I respectfully dissent. [What a fucking lie — his entire dissent is incredibly disrespectful.]
Again, not only does the Fourteenth Amendment of the U.S. Constitution prohibit outlawing same-sex marriage because one finds it to be against the crap that is in the Bible (we’re not actually a fucking theocracy) or icky or whatever — rights can be denied only if actual harm can be demonstrated by the exercise of those rights (in which case they’re no longer actually rights, really), and the haters repeatedly have been unable in the courts of law to demonstrate any actual harm caused by same-sex marriage — but the preamble to the Constitution sets the tone and the intent of the entire document, methinks.
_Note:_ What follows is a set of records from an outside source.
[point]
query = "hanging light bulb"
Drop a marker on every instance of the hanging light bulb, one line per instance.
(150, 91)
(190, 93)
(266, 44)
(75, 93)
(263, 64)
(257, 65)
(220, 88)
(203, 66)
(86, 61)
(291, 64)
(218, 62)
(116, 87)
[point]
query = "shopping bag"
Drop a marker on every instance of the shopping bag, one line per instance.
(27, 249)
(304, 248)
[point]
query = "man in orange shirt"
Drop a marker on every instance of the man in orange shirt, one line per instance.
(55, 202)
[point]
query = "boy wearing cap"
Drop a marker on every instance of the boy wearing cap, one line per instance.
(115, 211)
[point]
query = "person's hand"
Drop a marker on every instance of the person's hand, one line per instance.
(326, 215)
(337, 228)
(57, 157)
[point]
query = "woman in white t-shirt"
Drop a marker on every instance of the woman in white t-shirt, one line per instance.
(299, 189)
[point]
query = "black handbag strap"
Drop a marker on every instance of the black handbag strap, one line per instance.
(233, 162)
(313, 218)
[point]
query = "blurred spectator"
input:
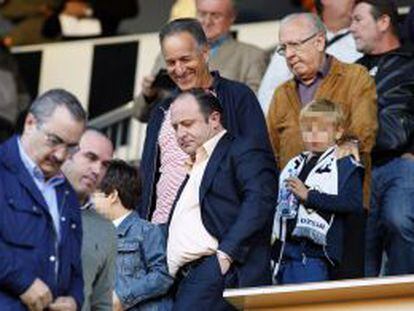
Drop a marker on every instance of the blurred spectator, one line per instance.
(317, 190)
(316, 76)
(27, 18)
(336, 16)
(88, 18)
(85, 170)
(391, 218)
(142, 276)
(183, 8)
(14, 97)
(185, 49)
(234, 60)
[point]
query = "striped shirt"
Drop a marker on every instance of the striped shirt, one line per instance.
(172, 171)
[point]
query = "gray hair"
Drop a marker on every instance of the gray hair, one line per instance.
(188, 25)
(314, 20)
(43, 106)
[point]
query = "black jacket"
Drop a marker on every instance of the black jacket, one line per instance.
(394, 76)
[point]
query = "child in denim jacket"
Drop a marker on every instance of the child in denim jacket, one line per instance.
(316, 190)
(142, 277)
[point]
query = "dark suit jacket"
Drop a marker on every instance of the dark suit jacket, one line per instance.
(238, 193)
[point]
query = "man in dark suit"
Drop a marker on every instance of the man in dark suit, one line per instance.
(219, 231)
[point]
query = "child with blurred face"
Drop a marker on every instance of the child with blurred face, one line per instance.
(316, 190)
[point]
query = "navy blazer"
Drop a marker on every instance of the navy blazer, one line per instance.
(28, 243)
(238, 193)
(242, 115)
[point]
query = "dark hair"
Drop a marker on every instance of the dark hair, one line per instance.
(180, 25)
(125, 179)
(207, 101)
(44, 106)
(383, 7)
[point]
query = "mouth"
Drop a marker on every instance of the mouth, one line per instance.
(90, 181)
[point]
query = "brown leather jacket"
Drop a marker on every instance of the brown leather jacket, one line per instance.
(346, 84)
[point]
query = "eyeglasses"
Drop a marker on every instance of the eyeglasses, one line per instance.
(214, 16)
(55, 142)
(296, 46)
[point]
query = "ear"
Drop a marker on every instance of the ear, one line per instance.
(384, 23)
(215, 119)
(339, 132)
(320, 42)
(205, 52)
(113, 197)
(29, 123)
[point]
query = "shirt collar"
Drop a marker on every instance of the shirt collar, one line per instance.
(119, 220)
(216, 44)
(35, 170)
(88, 204)
(205, 151)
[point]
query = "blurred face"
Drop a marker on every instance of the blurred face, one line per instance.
(365, 29)
(303, 48)
(341, 7)
(86, 168)
(216, 17)
(191, 127)
(319, 132)
(49, 143)
(186, 62)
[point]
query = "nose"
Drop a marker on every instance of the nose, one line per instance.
(289, 52)
(61, 154)
(179, 69)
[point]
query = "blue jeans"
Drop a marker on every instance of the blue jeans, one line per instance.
(390, 225)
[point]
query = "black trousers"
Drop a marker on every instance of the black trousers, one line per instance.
(201, 285)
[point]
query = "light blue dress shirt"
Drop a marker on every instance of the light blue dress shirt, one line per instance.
(46, 187)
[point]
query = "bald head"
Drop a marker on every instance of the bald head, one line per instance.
(216, 17)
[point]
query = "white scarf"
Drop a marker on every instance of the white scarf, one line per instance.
(323, 178)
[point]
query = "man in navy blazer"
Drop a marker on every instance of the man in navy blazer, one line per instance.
(219, 231)
(40, 224)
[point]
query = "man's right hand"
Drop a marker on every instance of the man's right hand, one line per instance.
(147, 89)
(37, 297)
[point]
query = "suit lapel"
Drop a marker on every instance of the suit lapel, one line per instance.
(11, 158)
(214, 162)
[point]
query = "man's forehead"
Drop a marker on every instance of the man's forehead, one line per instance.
(320, 116)
(184, 105)
(298, 27)
(96, 143)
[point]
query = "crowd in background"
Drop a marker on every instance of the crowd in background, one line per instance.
(256, 170)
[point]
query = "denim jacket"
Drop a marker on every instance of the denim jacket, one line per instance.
(142, 276)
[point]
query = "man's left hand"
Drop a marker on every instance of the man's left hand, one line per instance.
(66, 303)
(224, 263)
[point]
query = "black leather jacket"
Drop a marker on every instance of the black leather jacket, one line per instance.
(394, 76)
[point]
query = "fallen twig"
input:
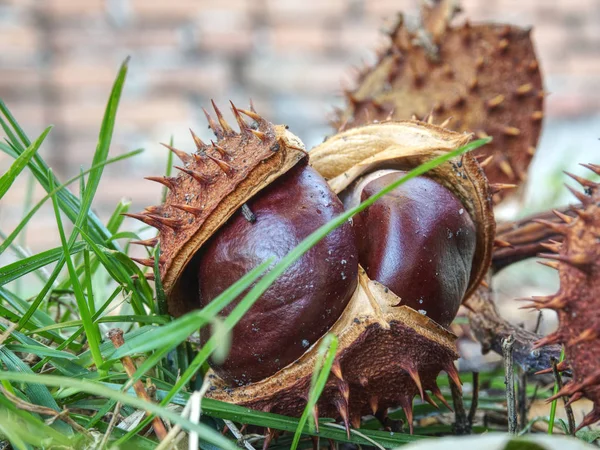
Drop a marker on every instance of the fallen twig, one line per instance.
(116, 336)
(490, 330)
(568, 409)
(509, 380)
(474, 399)
(461, 424)
(45, 411)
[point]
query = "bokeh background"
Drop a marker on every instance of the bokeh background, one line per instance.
(58, 59)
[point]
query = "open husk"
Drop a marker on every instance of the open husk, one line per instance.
(485, 77)
(214, 183)
(387, 354)
(404, 145)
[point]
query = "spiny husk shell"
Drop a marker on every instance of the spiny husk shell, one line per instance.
(485, 77)
(383, 351)
(404, 145)
(213, 184)
(577, 302)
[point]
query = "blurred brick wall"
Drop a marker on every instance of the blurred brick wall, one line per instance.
(58, 59)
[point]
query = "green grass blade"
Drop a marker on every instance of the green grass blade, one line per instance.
(92, 331)
(20, 163)
(40, 351)
(37, 393)
(58, 190)
(206, 433)
(15, 270)
(554, 402)
(25, 142)
(327, 351)
(178, 330)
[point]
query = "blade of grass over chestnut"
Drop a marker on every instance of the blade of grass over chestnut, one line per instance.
(327, 351)
(238, 312)
(206, 433)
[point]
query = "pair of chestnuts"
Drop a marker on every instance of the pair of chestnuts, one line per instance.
(387, 282)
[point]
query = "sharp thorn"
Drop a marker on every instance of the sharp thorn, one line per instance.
(252, 115)
(220, 149)
(259, 134)
(556, 227)
(438, 394)
(588, 334)
(148, 262)
(226, 128)
(536, 116)
(566, 219)
(199, 177)
(239, 119)
(486, 162)
(200, 146)
(497, 187)
(147, 243)
(446, 122)
(502, 243)
(414, 374)
(183, 156)
(188, 209)
(584, 199)
(169, 182)
(213, 125)
(511, 131)
(524, 89)
(552, 264)
(506, 168)
(453, 374)
(495, 102)
(222, 165)
(582, 181)
(593, 167)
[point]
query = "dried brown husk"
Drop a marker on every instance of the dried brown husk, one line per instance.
(485, 77)
(214, 183)
(404, 145)
(577, 302)
(386, 355)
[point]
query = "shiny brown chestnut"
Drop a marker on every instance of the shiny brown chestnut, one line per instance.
(303, 303)
(418, 240)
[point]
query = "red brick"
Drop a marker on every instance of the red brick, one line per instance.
(313, 39)
(209, 78)
(18, 42)
(72, 8)
(83, 75)
(184, 10)
(314, 11)
(381, 8)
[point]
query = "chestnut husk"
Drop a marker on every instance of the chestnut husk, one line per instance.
(483, 76)
(387, 353)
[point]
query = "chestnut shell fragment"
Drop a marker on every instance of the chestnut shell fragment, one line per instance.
(305, 301)
(485, 77)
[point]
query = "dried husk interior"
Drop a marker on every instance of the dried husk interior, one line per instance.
(404, 145)
(382, 349)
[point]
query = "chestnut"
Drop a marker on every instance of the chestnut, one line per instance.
(417, 240)
(303, 303)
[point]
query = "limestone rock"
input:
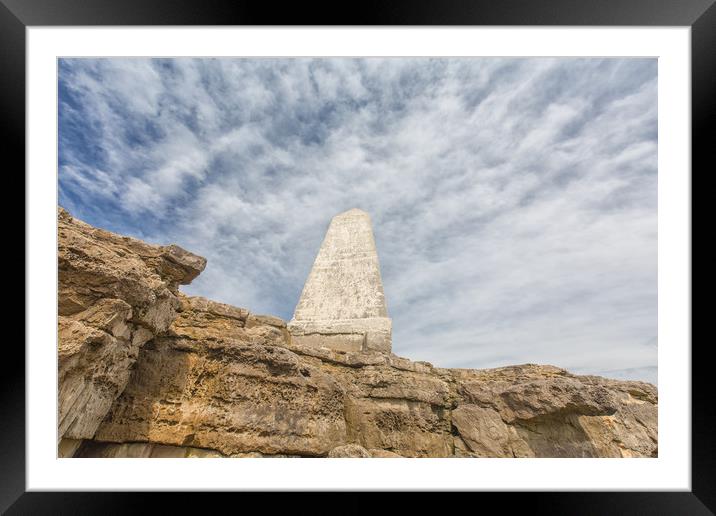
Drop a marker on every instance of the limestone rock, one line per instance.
(115, 293)
(349, 450)
(146, 371)
(214, 383)
(342, 305)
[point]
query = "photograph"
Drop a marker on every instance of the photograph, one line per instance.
(358, 257)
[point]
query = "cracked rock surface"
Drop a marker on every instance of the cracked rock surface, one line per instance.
(146, 371)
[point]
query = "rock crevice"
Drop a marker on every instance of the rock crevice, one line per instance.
(146, 371)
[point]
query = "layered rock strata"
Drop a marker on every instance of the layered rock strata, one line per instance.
(146, 371)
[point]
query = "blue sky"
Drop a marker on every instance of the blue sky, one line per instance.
(514, 201)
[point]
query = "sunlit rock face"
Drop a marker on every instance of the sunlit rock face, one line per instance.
(342, 305)
(145, 371)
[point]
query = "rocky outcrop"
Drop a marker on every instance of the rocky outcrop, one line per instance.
(197, 378)
(115, 294)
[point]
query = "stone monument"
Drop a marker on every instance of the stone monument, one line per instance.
(342, 305)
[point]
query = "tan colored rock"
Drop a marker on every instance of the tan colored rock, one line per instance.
(349, 451)
(384, 454)
(168, 375)
(115, 293)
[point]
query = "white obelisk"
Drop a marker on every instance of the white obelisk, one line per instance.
(342, 305)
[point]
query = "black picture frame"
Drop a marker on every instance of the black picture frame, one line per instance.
(700, 15)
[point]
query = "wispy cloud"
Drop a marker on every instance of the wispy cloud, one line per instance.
(513, 200)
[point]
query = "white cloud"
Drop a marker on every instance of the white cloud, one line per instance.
(513, 200)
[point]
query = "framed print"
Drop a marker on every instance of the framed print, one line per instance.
(458, 238)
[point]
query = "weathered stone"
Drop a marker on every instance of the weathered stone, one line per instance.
(115, 293)
(169, 375)
(349, 451)
(342, 305)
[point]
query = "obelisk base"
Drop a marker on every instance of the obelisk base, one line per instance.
(368, 334)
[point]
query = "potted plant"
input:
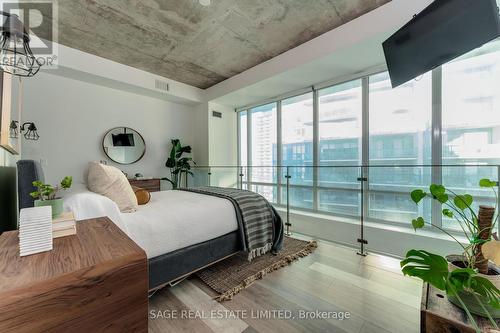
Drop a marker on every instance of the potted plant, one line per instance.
(469, 279)
(46, 195)
(178, 164)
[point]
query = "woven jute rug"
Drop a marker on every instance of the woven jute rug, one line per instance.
(236, 273)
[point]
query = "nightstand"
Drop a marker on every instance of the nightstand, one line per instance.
(152, 185)
(96, 280)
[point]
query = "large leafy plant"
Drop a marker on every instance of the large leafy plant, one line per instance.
(49, 192)
(434, 269)
(178, 164)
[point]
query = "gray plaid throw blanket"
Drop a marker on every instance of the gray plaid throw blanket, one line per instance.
(260, 226)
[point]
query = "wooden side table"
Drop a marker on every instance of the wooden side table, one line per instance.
(438, 315)
(94, 281)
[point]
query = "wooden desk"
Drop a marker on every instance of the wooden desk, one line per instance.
(438, 315)
(96, 280)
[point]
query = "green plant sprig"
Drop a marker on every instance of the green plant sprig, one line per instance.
(177, 164)
(457, 206)
(49, 192)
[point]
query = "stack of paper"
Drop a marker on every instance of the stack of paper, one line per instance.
(35, 230)
(64, 225)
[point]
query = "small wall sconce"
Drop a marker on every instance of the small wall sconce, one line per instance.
(14, 129)
(28, 128)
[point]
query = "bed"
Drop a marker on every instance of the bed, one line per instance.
(180, 231)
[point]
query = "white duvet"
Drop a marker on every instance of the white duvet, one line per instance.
(170, 221)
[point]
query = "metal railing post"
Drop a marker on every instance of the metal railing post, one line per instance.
(361, 240)
(498, 198)
(240, 175)
(288, 225)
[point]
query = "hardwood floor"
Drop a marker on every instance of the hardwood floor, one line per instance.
(332, 279)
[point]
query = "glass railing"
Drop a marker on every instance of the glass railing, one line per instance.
(377, 194)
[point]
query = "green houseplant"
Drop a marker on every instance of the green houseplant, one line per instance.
(178, 164)
(469, 280)
(46, 195)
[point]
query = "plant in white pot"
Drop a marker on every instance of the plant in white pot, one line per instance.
(469, 279)
(46, 195)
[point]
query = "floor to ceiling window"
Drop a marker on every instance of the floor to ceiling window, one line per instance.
(340, 131)
(471, 122)
(243, 143)
(297, 148)
(393, 131)
(400, 136)
(263, 171)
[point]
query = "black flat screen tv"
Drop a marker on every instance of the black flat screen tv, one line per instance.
(443, 31)
(123, 140)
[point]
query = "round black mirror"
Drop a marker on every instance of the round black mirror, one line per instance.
(123, 145)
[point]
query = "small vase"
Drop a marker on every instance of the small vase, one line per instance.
(56, 204)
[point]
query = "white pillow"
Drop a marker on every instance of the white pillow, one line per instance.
(88, 205)
(112, 183)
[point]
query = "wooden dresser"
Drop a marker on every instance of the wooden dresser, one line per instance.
(438, 315)
(152, 185)
(94, 281)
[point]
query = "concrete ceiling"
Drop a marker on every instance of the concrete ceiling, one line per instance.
(201, 46)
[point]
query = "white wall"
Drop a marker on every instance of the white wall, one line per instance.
(72, 116)
(222, 133)
(6, 158)
(223, 145)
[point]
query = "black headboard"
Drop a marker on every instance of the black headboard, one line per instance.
(27, 172)
(8, 199)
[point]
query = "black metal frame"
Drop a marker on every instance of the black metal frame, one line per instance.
(14, 27)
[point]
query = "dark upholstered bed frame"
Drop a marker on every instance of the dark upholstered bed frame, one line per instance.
(163, 269)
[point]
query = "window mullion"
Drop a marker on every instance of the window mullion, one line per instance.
(437, 141)
(316, 151)
(279, 152)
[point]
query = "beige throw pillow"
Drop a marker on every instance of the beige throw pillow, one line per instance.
(112, 183)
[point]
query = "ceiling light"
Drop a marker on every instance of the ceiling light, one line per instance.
(15, 53)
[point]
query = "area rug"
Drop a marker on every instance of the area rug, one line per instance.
(236, 273)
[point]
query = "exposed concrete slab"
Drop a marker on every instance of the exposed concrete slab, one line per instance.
(197, 45)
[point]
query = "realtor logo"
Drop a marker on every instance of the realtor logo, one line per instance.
(40, 18)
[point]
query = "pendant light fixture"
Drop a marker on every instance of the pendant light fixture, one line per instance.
(16, 57)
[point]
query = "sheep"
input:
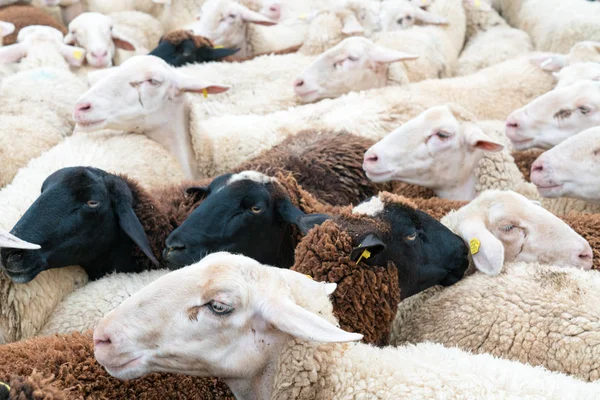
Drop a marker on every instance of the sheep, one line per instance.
(307, 356)
(181, 47)
(555, 116)
(444, 149)
(490, 40)
(100, 35)
(22, 16)
(570, 169)
(36, 103)
(25, 308)
(153, 87)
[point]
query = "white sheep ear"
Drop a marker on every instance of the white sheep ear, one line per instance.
(13, 53)
(12, 242)
(384, 55)
(73, 55)
(549, 61)
(352, 26)
(6, 28)
(122, 41)
(288, 317)
(256, 18)
(477, 139)
(487, 251)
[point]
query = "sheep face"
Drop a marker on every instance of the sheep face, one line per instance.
(83, 216)
(503, 226)
(424, 251)
(555, 116)
(224, 22)
(246, 213)
(577, 72)
(98, 35)
(571, 169)
(354, 64)
(226, 316)
(434, 150)
(398, 15)
(135, 95)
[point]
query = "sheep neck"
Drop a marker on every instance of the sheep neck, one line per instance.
(173, 133)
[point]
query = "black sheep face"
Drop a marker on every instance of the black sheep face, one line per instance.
(84, 216)
(247, 214)
(425, 252)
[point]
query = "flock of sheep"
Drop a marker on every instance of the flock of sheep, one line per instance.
(285, 199)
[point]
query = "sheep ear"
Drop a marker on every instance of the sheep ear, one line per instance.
(122, 41)
(73, 55)
(487, 251)
(256, 18)
(13, 53)
(130, 224)
(384, 55)
(288, 317)
(6, 28)
(306, 222)
(370, 246)
(352, 26)
(551, 62)
(479, 140)
(12, 242)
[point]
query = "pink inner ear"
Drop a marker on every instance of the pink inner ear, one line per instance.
(489, 146)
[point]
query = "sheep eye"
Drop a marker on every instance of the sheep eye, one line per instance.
(256, 209)
(562, 114)
(220, 308)
(412, 237)
(585, 110)
(507, 228)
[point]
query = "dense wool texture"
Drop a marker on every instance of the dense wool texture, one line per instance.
(326, 164)
(26, 15)
(550, 317)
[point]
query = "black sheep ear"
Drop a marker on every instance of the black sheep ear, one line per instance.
(370, 246)
(122, 200)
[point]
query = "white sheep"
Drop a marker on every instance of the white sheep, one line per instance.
(100, 35)
(25, 308)
(571, 169)
(490, 40)
(279, 340)
(444, 149)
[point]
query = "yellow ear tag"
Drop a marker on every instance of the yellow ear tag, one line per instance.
(365, 254)
(474, 244)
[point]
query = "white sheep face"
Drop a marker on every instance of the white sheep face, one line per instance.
(555, 116)
(136, 95)
(226, 316)
(100, 37)
(503, 226)
(433, 150)
(354, 64)
(571, 169)
(225, 22)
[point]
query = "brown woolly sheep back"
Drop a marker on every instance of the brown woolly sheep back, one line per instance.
(328, 164)
(524, 160)
(26, 15)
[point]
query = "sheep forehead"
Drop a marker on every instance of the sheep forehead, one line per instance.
(371, 208)
(254, 176)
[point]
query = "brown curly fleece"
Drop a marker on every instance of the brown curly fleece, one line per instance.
(68, 365)
(26, 15)
(524, 160)
(328, 164)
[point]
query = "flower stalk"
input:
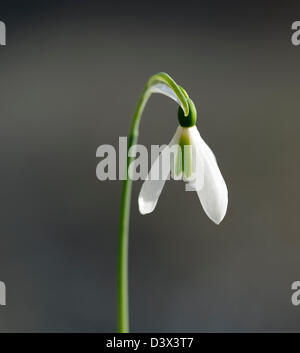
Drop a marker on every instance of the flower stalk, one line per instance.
(159, 83)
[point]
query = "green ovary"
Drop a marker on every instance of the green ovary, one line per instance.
(184, 156)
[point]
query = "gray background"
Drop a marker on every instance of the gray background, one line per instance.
(71, 74)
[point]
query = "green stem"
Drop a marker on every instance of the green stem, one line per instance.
(123, 300)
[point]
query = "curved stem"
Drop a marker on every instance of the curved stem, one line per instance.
(180, 96)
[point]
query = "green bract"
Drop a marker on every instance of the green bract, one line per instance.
(191, 118)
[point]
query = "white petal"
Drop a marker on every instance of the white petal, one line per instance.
(213, 195)
(151, 189)
(167, 91)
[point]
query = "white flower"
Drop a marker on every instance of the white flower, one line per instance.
(208, 182)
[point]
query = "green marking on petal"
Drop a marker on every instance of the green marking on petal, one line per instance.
(184, 155)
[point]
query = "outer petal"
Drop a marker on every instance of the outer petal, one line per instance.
(151, 189)
(213, 195)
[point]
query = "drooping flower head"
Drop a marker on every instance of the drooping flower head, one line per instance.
(192, 161)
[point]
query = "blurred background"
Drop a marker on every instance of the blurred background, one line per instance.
(70, 77)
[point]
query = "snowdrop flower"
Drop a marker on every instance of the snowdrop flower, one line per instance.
(209, 183)
(199, 160)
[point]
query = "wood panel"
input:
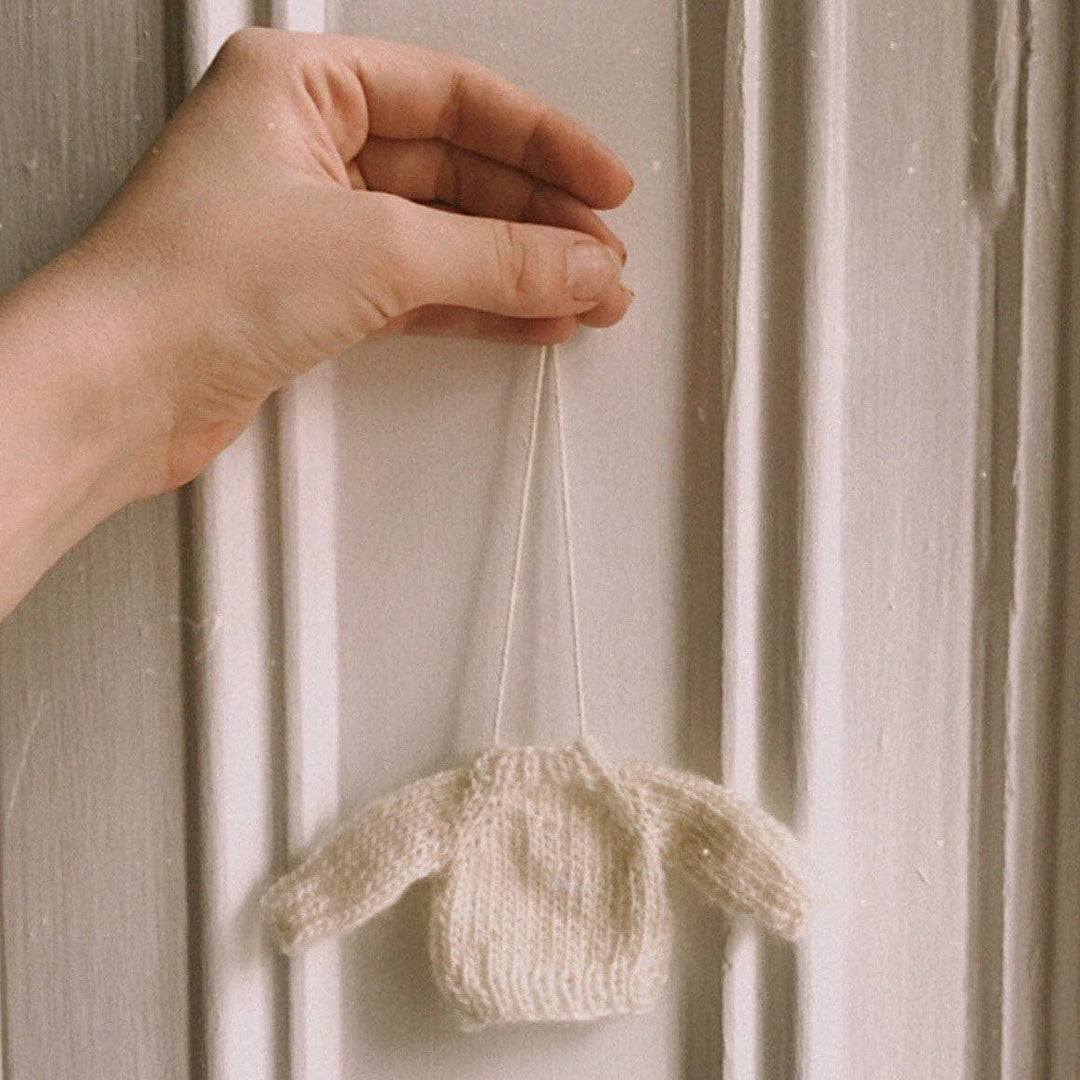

And again, the preamble is this:
We the People of the United States, in Order to form a more perfect Union, establish Justice, insure domestic Tranquility, provide for the common defence, promote the general Welfare, and secure the Blessings of Liberty to ourselves and our Posterity, do ordain and establish this Constitution for the United States of America.
Key words there include “establish Justice,” “promote the general Welfare,” and “secure the Blessings of Liberty to ourselves and Posterity.” (Mention of concern for “Posterity” seems to indicate that the authors of the Constitution did have an eye to the future, that they didn’t intend for the Constitution to be Frozen In Time.) And, of course, “a more perfect Union” means that you continue to improve — not that you advocate that the U.S. remain stuck where it was at its founding.
The wingnuts on the U.S. Supreme Court and those who love them claim that the U.S. Constitution says nothing about expanding freedom and justice for all, yet isn’t it there in the opening of the Constitution? Doesn’t the idea and the ideal of continual progress actually foreshadow the entire fucking document? And where does the Constitution say that only heterosexual, white, conservative, “Christian” men are to have equal human and civil rights, while the rest of us are to grovel at their feet for our equal human and civil rights, as Roberts very apparently believes?